Introduction to Order Types

Introduction to forex order types? Orders are critical tools for any type of trader and should always be viewed when executing against a trading strategy. Orders can be used to enter right into a trade along with, help protect profits and limit downside risk. Understanding the differences between the order types available can assist you to determine which orders best suit your requirements and are best suitable for help you to reach your trading goals.

Limit

A control order (also referred to as a “take profit” order) can be an order to purchase or sell at a specified price or better. A sell limit order is filled at the specified price or maybe more; buy limit orders are executed at the specified price or lower. Limit orders allow you the flexibleness to be very precise in defining the entry or exit point of a trade. Bear in mind that limit orders do not guarantee you will enter into or exit a posture, because if the specified price isn't met, you order won't be executed. A control order that's attached to a currently existing open position (or a pending entry order) with the goal of closing that position are often referred to as a "take profit" order.

Stop

An end order triggers a market order when a predefined rate is reached. A purchase stop order triggers a market order once the offer price is met; a sell stop order triggers a market order once the bid price is met. Both stop orders are executed at the very best available price, according to available liquidity. Stop orders, also known as stop loss orders, really are a frequently used to limit downside risk. Stop orders help to validate the direction of industry before entering right into a trade. It's crucial that you keep in mind, that stop orders are executed at the very best available price after industry order is triggered, according to available liquidity.

Trailing Stop

A trailing stop is really a stop order that's set predicated on a predefined amount of pips from the existing market price. A trailing stop will automatically trail your position as industry moves in your favor. If industry moves against you by the predefined amount of pips, a market order is triggered and the stop order is executed at another available rate according to liquidity.

Contingent Orders

Contingent orders combine several types of orders and are used to execute against a specific trading strategy.

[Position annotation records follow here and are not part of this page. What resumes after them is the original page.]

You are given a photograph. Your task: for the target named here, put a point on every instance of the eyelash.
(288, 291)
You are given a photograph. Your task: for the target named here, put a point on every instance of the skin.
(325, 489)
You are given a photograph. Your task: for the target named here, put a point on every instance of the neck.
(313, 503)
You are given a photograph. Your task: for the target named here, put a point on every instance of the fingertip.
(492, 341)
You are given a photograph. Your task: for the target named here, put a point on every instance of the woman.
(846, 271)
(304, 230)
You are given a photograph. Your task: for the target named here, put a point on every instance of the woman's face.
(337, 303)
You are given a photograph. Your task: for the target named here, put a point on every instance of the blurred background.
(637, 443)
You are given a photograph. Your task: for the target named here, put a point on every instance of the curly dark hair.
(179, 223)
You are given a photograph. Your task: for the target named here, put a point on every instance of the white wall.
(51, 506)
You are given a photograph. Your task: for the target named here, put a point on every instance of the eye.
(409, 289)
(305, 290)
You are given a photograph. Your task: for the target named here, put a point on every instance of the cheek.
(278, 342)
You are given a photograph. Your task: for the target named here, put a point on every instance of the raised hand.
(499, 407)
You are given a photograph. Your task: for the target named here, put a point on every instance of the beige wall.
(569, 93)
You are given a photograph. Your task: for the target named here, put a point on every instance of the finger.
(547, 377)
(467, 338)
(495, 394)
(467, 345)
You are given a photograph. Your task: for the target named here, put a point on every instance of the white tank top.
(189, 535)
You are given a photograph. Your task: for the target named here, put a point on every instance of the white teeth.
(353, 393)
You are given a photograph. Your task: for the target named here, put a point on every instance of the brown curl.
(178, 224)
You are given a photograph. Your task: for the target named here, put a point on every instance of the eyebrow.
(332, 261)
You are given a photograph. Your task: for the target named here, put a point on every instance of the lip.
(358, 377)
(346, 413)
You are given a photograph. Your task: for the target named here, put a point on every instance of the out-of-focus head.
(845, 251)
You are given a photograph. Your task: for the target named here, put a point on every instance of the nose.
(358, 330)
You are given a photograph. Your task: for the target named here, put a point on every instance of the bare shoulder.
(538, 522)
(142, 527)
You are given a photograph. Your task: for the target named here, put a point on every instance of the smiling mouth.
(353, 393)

Contingent orders require that one of the orders is triggered, before another order becomes activated. The most common types on contingent orders are If/Then and If/Then OCO.

If/Then

An if/then order is a set of two orders with the stipulation that if the first order (known as the "if" order) is executed, the second order (the "then" order) becomes a dynamic, unassociated, single order. Unassociated orders are not attached to a trade and act independently of any position updates. In cases when the “if” order does not execute, the “then” single order will remain dormant and won't be executed when industry reaches the specified rate. Note that whenever either part of an if/then order is cancelled, all parts of the order are cancelled as well.

If/Then OCO

An if/then OCO provides that if the first order (the "if" order) is executed, the second order (the "then" order) becomes a dynamic unassociated one-cancels-other (OCO) order. Remember, unassociated orders are not attached to a trade and act independently of any position updates. Just like a typical OCO order, the execution of either one of the two "then" orders automatically cancels the other. In cases when the “if” single order does not execute, the "then" OCO order will remain dormant and won't be executed when industry reaches the specified rate. When any part of an if/then OCO order is cancelled (including either leg of the OCO order), other parts of the order are cancelled as well.